Gold is stuck in a narrow range and could suffer a downside break if the Fed stresses on overshooting the neutral interest rate.

At press time, the yellow metal is trading at $1,196, having clocked a seven-day high of $1,211 and ten-day low of $1,192 earlier today.

Essentially, gold has created a big bearish outside-day candle today, still, the immediate bias remains neutral, the technical chart indicates. 

Daily chart

As can be seen, the yellow metal is trapped inside a channel since the end of August. A close above the top end of the channel would signal a continuation of the rally from the recent low of $1,160 and may allow a break above the trendline sloping downwards from April highs.

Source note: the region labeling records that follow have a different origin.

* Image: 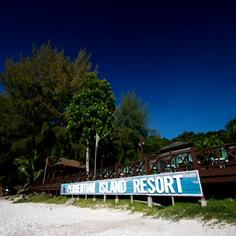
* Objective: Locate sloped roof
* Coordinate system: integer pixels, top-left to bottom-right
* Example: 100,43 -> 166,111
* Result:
53,158 -> 85,169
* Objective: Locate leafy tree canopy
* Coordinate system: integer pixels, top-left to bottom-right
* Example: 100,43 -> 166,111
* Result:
67,73 -> 115,145
0,42 -> 92,186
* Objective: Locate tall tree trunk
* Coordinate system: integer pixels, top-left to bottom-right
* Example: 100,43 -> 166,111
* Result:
86,142 -> 90,175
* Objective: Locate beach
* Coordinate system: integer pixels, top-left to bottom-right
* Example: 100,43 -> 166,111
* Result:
0,199 -> 236,236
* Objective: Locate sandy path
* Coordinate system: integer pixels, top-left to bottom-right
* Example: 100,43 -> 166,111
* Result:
0,200 -> 236,236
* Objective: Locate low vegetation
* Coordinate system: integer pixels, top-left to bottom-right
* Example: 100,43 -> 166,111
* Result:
12,194 -> 236,224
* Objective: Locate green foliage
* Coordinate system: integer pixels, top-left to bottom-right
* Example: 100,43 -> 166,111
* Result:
0,42 -> 91,184
14,151 -> 44,184
113,91 -> 148,163
144,131 -> 168,155
225,118 -> 236,142
67,73 -> 115,142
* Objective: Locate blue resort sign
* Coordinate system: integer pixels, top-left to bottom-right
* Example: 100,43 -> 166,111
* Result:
61,170 -> 203,197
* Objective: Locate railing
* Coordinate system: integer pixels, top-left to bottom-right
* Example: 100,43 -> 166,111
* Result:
33,145 -> 236,190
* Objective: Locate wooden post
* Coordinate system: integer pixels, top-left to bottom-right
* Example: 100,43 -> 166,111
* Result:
148,196 -> 153,207
171,196 -> 175,206
200,197 -> 207,207
130,195 -> 134,204
115,195 -> 119,204
191,148 -> 199,170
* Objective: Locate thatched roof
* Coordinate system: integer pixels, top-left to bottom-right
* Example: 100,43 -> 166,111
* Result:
53,158 -> 85,169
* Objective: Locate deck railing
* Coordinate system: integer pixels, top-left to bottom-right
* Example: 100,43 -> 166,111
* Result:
32,145 -> 236,190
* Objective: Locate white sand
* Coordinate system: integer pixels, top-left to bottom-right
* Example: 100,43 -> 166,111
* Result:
0,199 -> 236,236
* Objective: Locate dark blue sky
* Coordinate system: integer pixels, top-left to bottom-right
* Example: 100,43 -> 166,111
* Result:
0,0 -> 236,138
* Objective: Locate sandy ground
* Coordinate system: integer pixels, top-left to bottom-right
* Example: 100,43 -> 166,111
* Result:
0,199 -> 236,236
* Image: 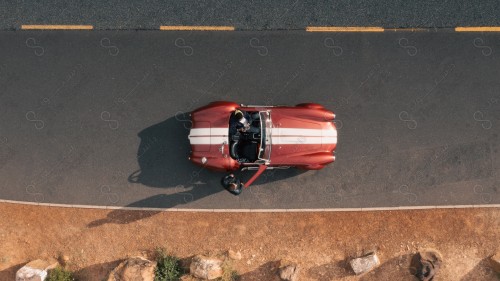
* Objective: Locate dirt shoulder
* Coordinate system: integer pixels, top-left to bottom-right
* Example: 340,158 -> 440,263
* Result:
0,203 -> 500,281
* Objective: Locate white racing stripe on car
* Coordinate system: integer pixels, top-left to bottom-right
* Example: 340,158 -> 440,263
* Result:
189,128 -> 337,144
188,128 -> 229,144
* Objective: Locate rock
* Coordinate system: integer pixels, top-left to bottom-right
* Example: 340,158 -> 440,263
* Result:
228,250 -> 241,260
279,261 -> 300,281
189,255 -> 223,280
16,259 -> 59,281
350,253 -> 380,275
414,250 -> 442,281
490,252 -> 500,273
108,257 -> 156,281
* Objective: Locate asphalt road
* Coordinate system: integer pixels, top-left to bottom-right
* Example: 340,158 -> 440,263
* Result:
0,31 -> 500,209
0,0 -> 500,30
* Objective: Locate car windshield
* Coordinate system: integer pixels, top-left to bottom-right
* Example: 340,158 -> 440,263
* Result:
259,111 -> 272,161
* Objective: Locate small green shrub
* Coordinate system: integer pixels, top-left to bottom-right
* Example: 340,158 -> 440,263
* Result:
218,259 -> 240,281
45,266 -> 75,281
155,249 -> 182,281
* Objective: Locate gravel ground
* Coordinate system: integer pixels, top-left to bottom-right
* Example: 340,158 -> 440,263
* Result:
0,203 -> 500,281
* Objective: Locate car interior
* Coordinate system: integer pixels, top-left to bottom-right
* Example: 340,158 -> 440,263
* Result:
229,111 -> 261,163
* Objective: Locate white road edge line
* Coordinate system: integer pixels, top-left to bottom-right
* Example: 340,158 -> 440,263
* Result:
0,199 -> 500,213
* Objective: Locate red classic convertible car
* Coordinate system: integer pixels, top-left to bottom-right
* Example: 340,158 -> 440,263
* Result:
189,101 -> 337,194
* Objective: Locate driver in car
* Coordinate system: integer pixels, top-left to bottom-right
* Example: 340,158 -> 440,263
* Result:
234,109 -> 260,134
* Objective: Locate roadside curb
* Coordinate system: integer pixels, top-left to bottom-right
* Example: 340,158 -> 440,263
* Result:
0,199 -> 500,213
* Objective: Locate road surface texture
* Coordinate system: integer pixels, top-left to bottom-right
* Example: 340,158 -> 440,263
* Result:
0,31 -> 500,209
0,0 -> 500,30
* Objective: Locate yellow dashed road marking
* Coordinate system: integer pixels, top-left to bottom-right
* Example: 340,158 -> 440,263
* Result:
160,25 -> 234,31
455,26 -> 500,32
21,24 -> 94,29
306,26 -> 384,32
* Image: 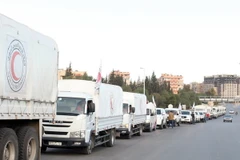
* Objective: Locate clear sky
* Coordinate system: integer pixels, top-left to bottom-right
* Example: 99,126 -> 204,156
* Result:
0,0 -> 240,83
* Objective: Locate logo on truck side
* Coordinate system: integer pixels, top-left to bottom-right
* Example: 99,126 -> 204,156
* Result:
6,39 -> 27,92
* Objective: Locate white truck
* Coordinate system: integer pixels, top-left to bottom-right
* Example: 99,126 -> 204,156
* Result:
117,92 -> 147,139
156,108 -> 168,129
0,14 -> 58,160
165,107 -> 182,126
144,102 -> 157,132
42,80 -> 123,154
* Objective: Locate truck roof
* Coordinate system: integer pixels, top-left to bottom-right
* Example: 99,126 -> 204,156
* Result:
58,91 -> 93,99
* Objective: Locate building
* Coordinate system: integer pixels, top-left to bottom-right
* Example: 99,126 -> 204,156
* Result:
158,73 -> 184,94
110,70 -> 130,85
203,74 -> 240,97
190,82 -> 204,93
58,69 -> 86,80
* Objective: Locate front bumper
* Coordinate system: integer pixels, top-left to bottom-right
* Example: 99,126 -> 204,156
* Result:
116,128 -> 130,134
42,137 -> 89,148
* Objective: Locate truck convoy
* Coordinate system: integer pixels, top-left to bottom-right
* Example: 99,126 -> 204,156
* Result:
117,92 -> 146,139
144,102 -> 157,132
0,14 -> 58,160
42,80 -> 123,154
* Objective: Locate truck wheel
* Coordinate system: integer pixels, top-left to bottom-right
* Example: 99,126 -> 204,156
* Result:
163,122 -> 167,129
82,136 -> 95,154
153,123 -> 157,131
106,129 -> 116,147
0,128 -> 18,160
127,133 -> 132,139
17,126 -> 39,160
137,125 -> 143,136
160,121 -> 163,129
41,145 -> 47,153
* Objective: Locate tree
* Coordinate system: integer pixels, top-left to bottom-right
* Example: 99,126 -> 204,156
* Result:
122,84 -> 132,92
149,72 -> 159,94
63,62 -> 73,79
108,70 -> 124,87
206,88 -> 216,96
75,72 -> 93,81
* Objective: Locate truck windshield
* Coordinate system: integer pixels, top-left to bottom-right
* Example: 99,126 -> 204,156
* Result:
57,97 -> 86,116
147,109 -> 151,115
182,111 -> 190,115
157,110 -> 162,115
123,103 -> 128,114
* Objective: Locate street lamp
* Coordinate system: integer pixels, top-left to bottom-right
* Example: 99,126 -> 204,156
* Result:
140,67 -> 145,95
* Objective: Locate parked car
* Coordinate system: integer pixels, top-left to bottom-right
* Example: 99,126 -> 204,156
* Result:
228,110 -> 234,114
181,110 -> 192,123
223,114 -> 233,122
156,108 -> 168,129
165,108 -> 181,126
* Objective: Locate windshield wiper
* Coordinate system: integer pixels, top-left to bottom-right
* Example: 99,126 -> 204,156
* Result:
57,112 -> 79,116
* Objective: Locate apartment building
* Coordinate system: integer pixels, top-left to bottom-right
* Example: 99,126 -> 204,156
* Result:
58,69 -> 86,80
190,82 -> 204,93
109,70 -> 130,85
203,74 -> 240,97
158,73 -> 184,94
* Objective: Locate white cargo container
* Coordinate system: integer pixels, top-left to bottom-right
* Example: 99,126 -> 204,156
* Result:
144,102 -> 157,132
43,80 -> 123,154
117,92 -> 146,139
0,14 -> 58,160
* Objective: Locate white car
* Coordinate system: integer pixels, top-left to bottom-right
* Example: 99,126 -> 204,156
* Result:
194,111 -> 201,122
156,108 -> 168,129
181,110 -> 192,123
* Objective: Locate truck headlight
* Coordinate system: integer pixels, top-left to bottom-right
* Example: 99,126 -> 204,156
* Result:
70,131 -> 81,138
70,131 -> 85,138
80,131 -> 85,138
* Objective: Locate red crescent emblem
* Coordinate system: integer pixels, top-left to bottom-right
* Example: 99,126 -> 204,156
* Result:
11,51 -> 19,81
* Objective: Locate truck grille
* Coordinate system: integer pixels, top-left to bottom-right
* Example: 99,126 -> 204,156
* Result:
44,131 -> 68,135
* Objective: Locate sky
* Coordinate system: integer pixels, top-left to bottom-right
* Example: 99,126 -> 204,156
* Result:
0,0 -> 240,84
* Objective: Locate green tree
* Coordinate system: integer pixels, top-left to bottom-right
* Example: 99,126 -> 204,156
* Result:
206,88 -> 217,96
75,72 -> 93,81
63,62 -> 73,79
122,84 -> 132,92
149,72 -> 159,94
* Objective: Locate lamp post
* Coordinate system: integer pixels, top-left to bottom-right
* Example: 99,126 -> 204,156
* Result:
140,67 -> 145,95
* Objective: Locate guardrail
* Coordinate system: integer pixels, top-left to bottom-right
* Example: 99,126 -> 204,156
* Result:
199,96 -> 240,103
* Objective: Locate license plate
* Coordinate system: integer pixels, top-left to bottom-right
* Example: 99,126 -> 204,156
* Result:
48,142 -> 62,146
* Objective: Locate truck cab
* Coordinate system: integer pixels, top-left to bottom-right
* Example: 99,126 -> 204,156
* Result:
42,92 -> 95,152
156,108 -> 168,129
144,102 -> 157,132
116,92 -> 146,139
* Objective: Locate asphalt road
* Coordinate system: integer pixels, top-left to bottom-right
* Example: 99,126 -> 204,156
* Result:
41,106 -> 240,160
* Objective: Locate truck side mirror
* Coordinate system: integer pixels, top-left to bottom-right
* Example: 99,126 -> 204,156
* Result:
131,107 -> 135,113
88,103 -> 95,113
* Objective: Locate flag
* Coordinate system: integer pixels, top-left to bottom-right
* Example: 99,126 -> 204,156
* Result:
95,62 -> 102,93
192,102 -> 195,109
178,103 -> 182,110
152,96 -> 157,107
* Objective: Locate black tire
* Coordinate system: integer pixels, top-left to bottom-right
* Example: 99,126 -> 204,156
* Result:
159,121 -> 163,129
177,121 -> 180,127
0,128 -> 18,160
137,125 -> 143,136
41,145 -> 47,153
82,135 -> 95,154
17,126 -> 39,160
106,129 -> 116,147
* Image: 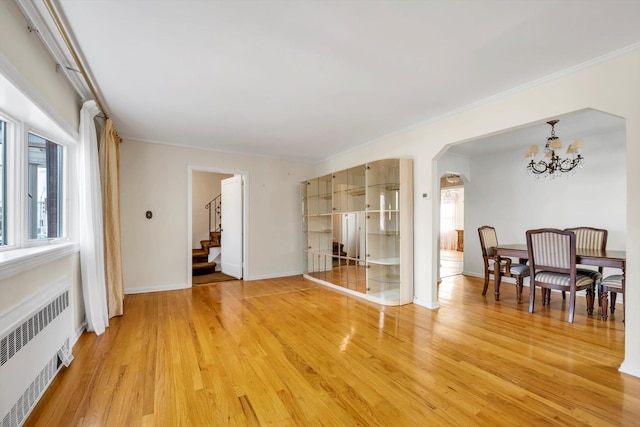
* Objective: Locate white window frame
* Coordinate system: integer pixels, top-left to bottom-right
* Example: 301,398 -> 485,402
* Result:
19,125 -> 70,247
0,111 -> 70,252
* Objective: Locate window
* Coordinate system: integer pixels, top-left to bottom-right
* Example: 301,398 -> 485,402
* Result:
27,133 -> 63,240
0,112 -> 66,251
0,120 -> 7,246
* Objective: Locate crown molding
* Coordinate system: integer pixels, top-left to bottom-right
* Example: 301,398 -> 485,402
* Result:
15,0 -> 93,102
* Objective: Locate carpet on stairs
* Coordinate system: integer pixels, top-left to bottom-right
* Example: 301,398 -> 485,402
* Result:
191,271 -> 238,285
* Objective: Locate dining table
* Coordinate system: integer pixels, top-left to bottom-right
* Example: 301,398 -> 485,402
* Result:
493,243 -> 627,301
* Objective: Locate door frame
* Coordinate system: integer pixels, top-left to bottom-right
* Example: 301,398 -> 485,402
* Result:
186,165 -> 251,287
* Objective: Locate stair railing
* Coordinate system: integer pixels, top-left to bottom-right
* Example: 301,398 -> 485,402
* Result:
209,194 -> 222,231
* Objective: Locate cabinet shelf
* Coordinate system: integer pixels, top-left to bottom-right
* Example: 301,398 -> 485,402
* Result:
301,159 -> 413,305
367,257 -> 400,265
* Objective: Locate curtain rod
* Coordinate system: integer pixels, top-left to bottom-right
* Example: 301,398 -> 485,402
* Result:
44,0 -> 122,141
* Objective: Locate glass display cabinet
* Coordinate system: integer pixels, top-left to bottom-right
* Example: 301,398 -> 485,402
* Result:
302,159 -> 413,305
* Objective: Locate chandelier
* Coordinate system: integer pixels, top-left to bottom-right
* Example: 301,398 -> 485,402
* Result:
524,120 -> 584,178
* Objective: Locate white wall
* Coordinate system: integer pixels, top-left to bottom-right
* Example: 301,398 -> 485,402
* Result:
0,0 -> 82,132
0,0 -> 85,336
464,132 -> 627,277
316,46 -> 640,376
191,171 -> 233,249
120,140 -> 310,293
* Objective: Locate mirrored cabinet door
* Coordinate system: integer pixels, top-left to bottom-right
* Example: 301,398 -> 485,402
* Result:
302,159 -> 413,305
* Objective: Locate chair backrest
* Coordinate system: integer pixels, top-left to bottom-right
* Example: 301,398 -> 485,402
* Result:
565,227 -> 608,250
478,225 -> 498,257
527,228 -> 576,277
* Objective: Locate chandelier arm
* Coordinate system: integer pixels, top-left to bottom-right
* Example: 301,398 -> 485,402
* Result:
526,120 -> 584,178
527,160 -> 549,175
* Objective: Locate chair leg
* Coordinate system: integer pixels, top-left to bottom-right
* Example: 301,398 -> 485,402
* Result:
482,265 -> 489,295
529,280 -> 536,313
611,291 -> 618,314
540,288 -> 551,305
516,276 -> 524,304
600,291 -> 609,320
569,292 -> 576,323
587,286 -> 595,316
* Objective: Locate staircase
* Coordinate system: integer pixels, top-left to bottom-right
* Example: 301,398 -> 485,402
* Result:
191,231 -> 220,276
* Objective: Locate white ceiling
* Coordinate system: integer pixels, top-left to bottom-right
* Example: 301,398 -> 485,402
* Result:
33,0 -> 640,162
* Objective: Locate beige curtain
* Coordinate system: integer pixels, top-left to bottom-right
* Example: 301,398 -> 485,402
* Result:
98,119 -> 124,318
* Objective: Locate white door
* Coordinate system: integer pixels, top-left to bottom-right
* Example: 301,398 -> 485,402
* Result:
220,175 -> 243,279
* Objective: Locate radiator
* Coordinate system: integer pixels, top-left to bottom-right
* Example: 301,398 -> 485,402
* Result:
0,280 -> 73,427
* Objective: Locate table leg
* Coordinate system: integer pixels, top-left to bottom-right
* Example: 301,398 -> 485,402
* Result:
493,256 -> 502,301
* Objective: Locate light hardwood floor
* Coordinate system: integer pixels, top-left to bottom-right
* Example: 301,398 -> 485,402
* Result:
26,275 -> 640,426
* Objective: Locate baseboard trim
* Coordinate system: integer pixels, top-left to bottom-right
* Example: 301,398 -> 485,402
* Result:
124,283 -> 191,295
242,271 -> 302,282
413,297 -> 440,310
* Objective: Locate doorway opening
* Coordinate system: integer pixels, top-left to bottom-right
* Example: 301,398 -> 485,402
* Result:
188,168 -> 246,285
440,173 -> 464,278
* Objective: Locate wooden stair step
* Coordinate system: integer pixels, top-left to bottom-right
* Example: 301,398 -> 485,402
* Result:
192,262 -> 217,276
191,249 -> 209,256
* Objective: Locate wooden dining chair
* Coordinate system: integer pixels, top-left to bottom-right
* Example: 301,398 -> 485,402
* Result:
526,228 -> 594,323
565,227 -> 608,283
598,274 -> 625,320
478,225 -> 529,304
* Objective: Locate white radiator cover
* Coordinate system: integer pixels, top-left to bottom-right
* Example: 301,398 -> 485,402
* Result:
0,278 -> 73,427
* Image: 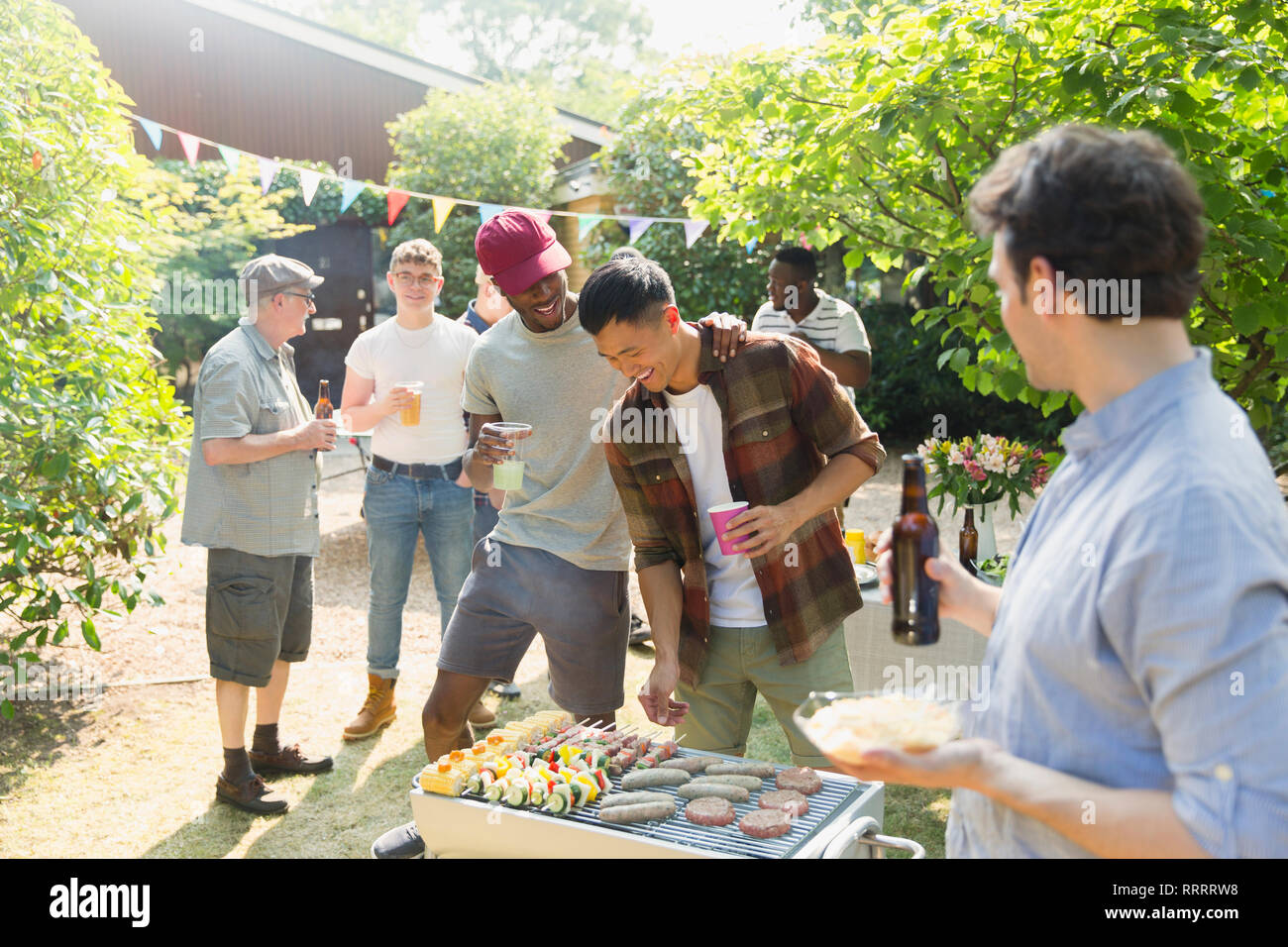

Meanwhile, a break below the channel support could be considered a sign the corrective rally has ended and could yield a re-test of the August low of $1,160.

Focus on the Fed

The US central bank is seen raising rates by 25 basis points next week. Further, there is widespread belief that the Fed is on autopilot until neutral is reached. All this is already priced-in by the markets.

More importantly, the market is not pricing in rate hikes beyond neutral. As a result, the US dollar - gold's biggest nemesis - would pick up a strong bid only if the central bank stresses overshooting inflation. In that case, gold could drop below the August low of $1,160.

On the other hand, the yellow metal will likely rise sharply if the Fed evinces tolerance to above-target inflation. It is worth noting that the dollar index is already on the defensive, as indicated by the head-and-shoulders breakdown. Hence, prospects of gold witnessing a bullish channel breakout are high.